«« Voltar
Justiça mantém sentença de réu condenado por provocar aborto
Por unanimidade, os magistrados da 2ª Câmara Criminal negaram provimento ao recurso interposto pelo Ministério Público contra a sentença que julgou parcialmente procedente a pretensão punitiva para um jovem, a fim de aplicar a medida socioeducativa pelo cometimento do ato infracional análogo ao crime de provocar aborto sem o consentimento da gestante (previsto no artigo 125 do Código Penal).
No recurso, o Parquet pediu a reforma parcial da sentença a fim de aplicar a sanção pela prática do ato infracional análogo ao crime previsto no artigo 148, do Código Penal, alegando que a prática dos delitos decorreu de desígnios autônomos, uma vez que o cárcere privado da vítima não se caracterizou como um meio para o delito de aborto provocado por terceiros, requerendo, portanto, o afastamento do princípio da consunção.
De acordo com o processo, acompanhado de mais duas pessoas, o adolescente privou a vítima de liberdade, depois de colocá-la em cárcere privado. Após, os três ameaçaram a vítima, causando sofrimento mental, o que resultou no aborto da gestante sem o consentimento dela.
Na sentença, apontou o MP, o juiz singular ressaltou que tudo indicava que a intenção do jovem era de causar o aborto na vítima, impedindo o reconhecimento do ato infracional análogo ao crime de cárcere privado, pois este foi o meio para o resultado pretendido.
Para o relator da apelação, juiz Waldir Marques, ficou claro que a intenção do acusado em manter a vítima no interior de uma residência não configurou o delito previsto no artigo 148 do Código Penal, não ficando demonstrado o elemento subjetivo em manter a vítima em cárcere privado.

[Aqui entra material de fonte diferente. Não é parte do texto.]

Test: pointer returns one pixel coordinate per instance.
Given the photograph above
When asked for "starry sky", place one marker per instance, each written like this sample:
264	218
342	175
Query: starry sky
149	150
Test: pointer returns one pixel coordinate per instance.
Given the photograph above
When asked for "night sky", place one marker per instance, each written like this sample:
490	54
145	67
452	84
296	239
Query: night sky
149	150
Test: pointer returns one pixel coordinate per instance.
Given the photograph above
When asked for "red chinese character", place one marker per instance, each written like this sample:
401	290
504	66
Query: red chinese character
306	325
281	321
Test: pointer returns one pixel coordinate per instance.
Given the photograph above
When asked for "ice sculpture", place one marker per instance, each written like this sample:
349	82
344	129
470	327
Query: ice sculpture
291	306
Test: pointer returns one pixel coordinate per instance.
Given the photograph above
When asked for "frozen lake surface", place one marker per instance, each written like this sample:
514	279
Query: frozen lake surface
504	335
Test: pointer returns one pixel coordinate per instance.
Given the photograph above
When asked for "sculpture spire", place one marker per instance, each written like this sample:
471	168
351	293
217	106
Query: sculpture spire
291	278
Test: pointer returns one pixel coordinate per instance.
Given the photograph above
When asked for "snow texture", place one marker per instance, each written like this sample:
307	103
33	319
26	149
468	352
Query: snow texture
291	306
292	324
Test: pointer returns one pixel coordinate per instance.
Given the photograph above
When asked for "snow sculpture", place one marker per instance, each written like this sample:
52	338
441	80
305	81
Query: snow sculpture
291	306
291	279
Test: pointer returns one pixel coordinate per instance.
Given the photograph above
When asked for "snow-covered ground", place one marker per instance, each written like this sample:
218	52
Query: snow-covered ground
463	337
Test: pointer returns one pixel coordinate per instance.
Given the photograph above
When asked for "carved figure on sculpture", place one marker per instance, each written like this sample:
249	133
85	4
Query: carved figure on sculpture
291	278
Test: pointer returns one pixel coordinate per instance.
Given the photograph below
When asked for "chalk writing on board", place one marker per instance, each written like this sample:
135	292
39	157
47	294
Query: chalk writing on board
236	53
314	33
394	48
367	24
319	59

De acordo com o processo, o magistrado analisou três fatos imputados ao adolescente. No primeiro, sobre cárcere privado, pois segundo os autos, no dia 5 de abril de 2019, após o horário do almoço, na Rua Benedito da Silva, em Eldorado, o adolescente e as duas pessoas que o acompanhavam colocaram a vítima em cárcere privado, privando-a de sua liberdade.

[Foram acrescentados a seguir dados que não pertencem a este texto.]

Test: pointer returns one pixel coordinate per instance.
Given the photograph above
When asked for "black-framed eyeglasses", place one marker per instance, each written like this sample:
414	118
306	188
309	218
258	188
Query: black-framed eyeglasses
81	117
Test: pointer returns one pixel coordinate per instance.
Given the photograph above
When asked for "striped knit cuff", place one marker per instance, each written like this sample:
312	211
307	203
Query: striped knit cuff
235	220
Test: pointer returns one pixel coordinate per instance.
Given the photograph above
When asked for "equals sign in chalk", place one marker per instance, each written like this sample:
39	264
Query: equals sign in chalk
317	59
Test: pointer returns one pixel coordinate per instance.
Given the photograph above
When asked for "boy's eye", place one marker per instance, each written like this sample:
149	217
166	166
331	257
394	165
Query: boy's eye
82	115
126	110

No segundo, sobre tortura majorada, de acordo com o processo, nas mesmas circunstâncias de tempo e lugar, com vontade livre e consciente e junto com outras duas pessoas, o adolescente constrangeu a vítima, gestante, com emprego de grave ameaça, causando-lhe sofrimento mental, para provocar ação de natureza criminosa (aborto).
No terceiro, sobre aborto sem consentimento da vítima, narram os autos que, nas mesmas circunstâncias de tempo e lugar, ciente da ilicitude e reprovabilidade de sua conduta, junto com outras duas pessoas, o adolescente provocou o aborto, sem o consentimento da vítima gestante.

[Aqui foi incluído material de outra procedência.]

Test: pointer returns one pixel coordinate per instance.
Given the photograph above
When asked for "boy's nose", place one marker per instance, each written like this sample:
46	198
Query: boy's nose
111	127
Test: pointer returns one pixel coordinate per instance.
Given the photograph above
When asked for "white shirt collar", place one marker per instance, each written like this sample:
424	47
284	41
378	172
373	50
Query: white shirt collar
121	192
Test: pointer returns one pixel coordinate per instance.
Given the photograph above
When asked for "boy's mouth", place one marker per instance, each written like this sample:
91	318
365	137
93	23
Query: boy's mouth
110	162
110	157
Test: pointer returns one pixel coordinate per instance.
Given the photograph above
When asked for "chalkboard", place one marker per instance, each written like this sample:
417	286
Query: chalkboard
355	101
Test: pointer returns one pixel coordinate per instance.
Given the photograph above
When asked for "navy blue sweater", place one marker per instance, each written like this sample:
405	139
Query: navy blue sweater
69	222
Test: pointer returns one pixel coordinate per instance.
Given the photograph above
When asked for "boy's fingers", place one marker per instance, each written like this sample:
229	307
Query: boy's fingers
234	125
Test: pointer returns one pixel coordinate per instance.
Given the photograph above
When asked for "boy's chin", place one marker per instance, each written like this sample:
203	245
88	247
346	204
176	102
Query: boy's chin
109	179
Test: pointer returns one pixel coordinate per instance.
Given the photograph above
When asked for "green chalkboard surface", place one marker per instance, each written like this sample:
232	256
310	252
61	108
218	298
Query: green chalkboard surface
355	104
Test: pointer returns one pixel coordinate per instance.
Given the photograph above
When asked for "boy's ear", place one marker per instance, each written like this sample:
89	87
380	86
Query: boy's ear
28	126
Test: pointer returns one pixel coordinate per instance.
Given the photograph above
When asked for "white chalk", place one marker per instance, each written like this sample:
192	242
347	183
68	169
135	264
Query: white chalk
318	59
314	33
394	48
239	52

O magistrado destacou que é inegável o nexo de dependência entre as condutas relacionadas ao aborto sem consentimento da gestante e o cárcere privado, eis que, de acordo com a prova colhida nos autos, foi necessária a segunda conduta para que se atingisse o resultado almejado na primeira.
“É inconteste, de acordo com relato da vítima, que a coação para a ingestão dos medicamentos abortivos se deu também em razão de sua manutenção em cárcere. Também se verifica que a gravidade do crime meio é bem menor do que a do crime fim, permitindo o reconhecimento do princípio da consunção”, disse o juiz.
No entender do relator, tudo indica que a intenção do jovem foi a realização do aborto na vítima, o que impede o reconhecimento do ato infracional análogo ao crime de cárcere privado como medida autônoma. “Tal conclusão se extrai do fato de o cárcere privado ter se dado por pouco tempo, exclusivamente enquanto havia a execução do aborto. Portanto, o reconhecimento do princípio da consunção é medida que se impõe”, completou.
Para o magistrado, o dolo no crime de sequestro ou de cárcere privado, embora genérico, é requisito indispensável para a consumação da infração, e consiste na vontade livre e consciente do autor em privar alguém da sua liberdade de locomoção. O relator defende que, dada as especificidades da ação delitiva em voga, não comporta o concurso material entre cárcere privado e aborto causado por terceiros, uma vez que a restrição da liberdade da vítima ocorreu durante a ação da conduta do delito previsto no art. 125, do Código Penal.
“Assim, deve ser mantida a decisão de primeiro grau, eis que a restrição da liberdade da vítima foi crime meio, ou seja, ante factum impunível, para a prática do delito de aborto provocado por terceiros. Por tais fundamentos, nego provimento ao recurso”, concluiu.
O processo tramitou em segredo de justiça.